Even forearmed with this overall description, some of the individual moments in the meal play like (bad) theatrical surprises:

“These are made with rancid ricotta,” the server said, a tiny fried cheese ball in front of each of us.

“I’m… I’m sorry, did you say rancid? You mean… fermented? Aged?”

“No. Rancid.”

“Okay,” I said in Italian. “But I think that something might be lost in translation. Because it can’t be—”

Rancido,” he clarified.

Another course — a citrus foam — was served in a plaster cast of the chef’s mouth. Absent utensils, we were told to lick it out of the chef’s mouth in a scene that I’m pretty sure was stolen from an eastern European horror film.

Not just bad. Memorably bad. Award-winningly bad. Which is, as DeRuiter writes, something of an achievement in itself.

Update: You can scroll down to the end of this piece to read a “Declaration by Chef Floriano Pellegrino” that responds to DeRuiter’s review.

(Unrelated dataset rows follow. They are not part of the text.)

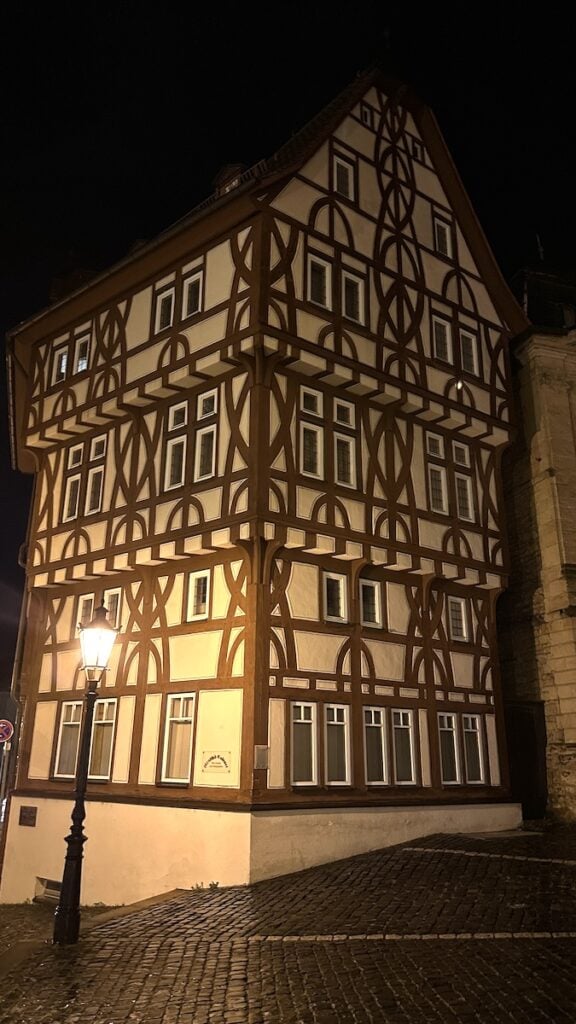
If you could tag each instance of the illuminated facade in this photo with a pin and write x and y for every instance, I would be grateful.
(270, 439)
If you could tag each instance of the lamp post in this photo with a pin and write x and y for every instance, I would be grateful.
(96, 641)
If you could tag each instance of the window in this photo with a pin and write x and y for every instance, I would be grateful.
(403, 747)
(443, 238)
(113, 603)
(343, 177)
(461, 454)
(353, 297)
(164, 309)
(177, 416)
(319, 288)
(176, 757)
(69, 739)
(337, 744)
(103, 738)
(312, 455)
(71, 499)
(198, 595)
(59, 365)
(344, 461)
(464, 506)
(442, 339)
(438, 495)
(175, 457)
(192, 295)
(472, 750)
(370, 602)
(435, 445)
(468, 352)
(205, 462)
(457, 619)
(207, 404)
(85, 609)
(343, 413)
(334, 598)
(82, 353)
(302, 744)
(374, 745)
(367, 116)
(94, 491)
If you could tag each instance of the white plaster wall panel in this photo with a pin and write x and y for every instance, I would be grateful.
(493, 757)
(220, 593)
(462, 667)
(151, 735)
(304, 501)
(195, 655)
(388, 659)
(45, 677)
(184, 847)
(277, 743)
(398, 607)
(137, 325)
(219, 274)
(218, 738)
(42, 739)
(123, 740)
(302, 591)
(317, 651)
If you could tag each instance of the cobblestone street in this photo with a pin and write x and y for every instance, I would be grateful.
(440, 930)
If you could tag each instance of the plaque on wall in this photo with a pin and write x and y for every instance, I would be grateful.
(28, 816)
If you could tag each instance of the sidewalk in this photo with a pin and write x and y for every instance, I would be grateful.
(446, 929)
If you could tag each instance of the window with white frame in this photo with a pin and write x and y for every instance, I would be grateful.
(472, 749)
(403, 747)
(69, 739)
(343, 177)
(81, 353)
(103, 738)
(353, 297)
(457, 619)
(335, 604)
(443, 238)
(312, 450)
(176, 755)
(205, 456)
(59, 365)
(375, 745)
(344, 461)
(442, 340)
(164, 310)
(113, 603)
(370, 602)
(319, 282)
(303, 752)
(448, 749)
(468, 352)
(336, 740)
(464, 507)
(192, 294)
(198, 595)
(438, 491)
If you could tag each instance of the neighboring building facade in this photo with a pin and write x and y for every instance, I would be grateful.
(536, 614)
(271, 440)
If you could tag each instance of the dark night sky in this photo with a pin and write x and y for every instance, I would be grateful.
(116, 117)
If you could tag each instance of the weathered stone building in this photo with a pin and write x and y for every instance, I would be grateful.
(537, 613)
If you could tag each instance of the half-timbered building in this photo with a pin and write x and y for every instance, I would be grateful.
(270, 440)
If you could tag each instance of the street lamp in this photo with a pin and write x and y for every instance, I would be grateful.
(96, 641)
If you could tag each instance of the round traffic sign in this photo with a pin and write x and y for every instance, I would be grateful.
(6, 730)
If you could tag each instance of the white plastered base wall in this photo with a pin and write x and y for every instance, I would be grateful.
(135, 851)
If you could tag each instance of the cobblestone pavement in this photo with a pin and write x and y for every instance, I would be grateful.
(447, 929)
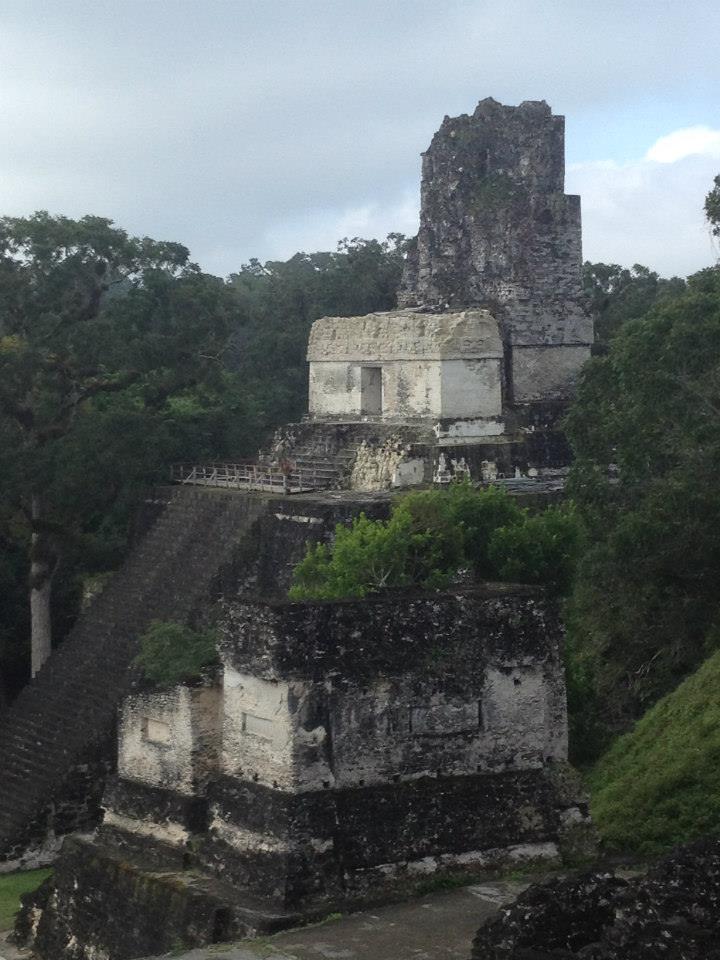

Being able to draw a man on a horse does not make you an artist

Update: DeRuiter wrote about her post going viral and the response from Pellegrino.

But a restaurant is not a museum, or an art gallery. If anything, the stakes are even higher, because you aren’t simply creating, you are creating something for someone. Every meal that comes out of the kitchen at Bros. is for a paying customer. It is for someone who has a minimum expectation of what a meal should be. A meal might be innovative, or cutting edge, or require a great deal of technical skill (and indeed, many of the dishes at Bros. were). But if it is insubstantial, or contains something that the customer is allergic to, or it simply doesn’t taste good, then what the hell does it matter if the chef thinks that he’s created art? He’s still failed at being a chef.

But beyond that, it’s a baffling sort of gatekeeping, to tell someone that the reason they didn’t enjoy a meal is that they didn’t understand art. That the reason the meal was awful was because we don’t appreciate the avant garde. It’s a sort of culinary gaslighting.

I have been lucky enough to have eaten at a few restaurants whose food & dining experience could be considered art and the one thing they all had in common was that they were able to ask tough questions of the diner and deliver some of the most surprising & delicious food I have ever tasted.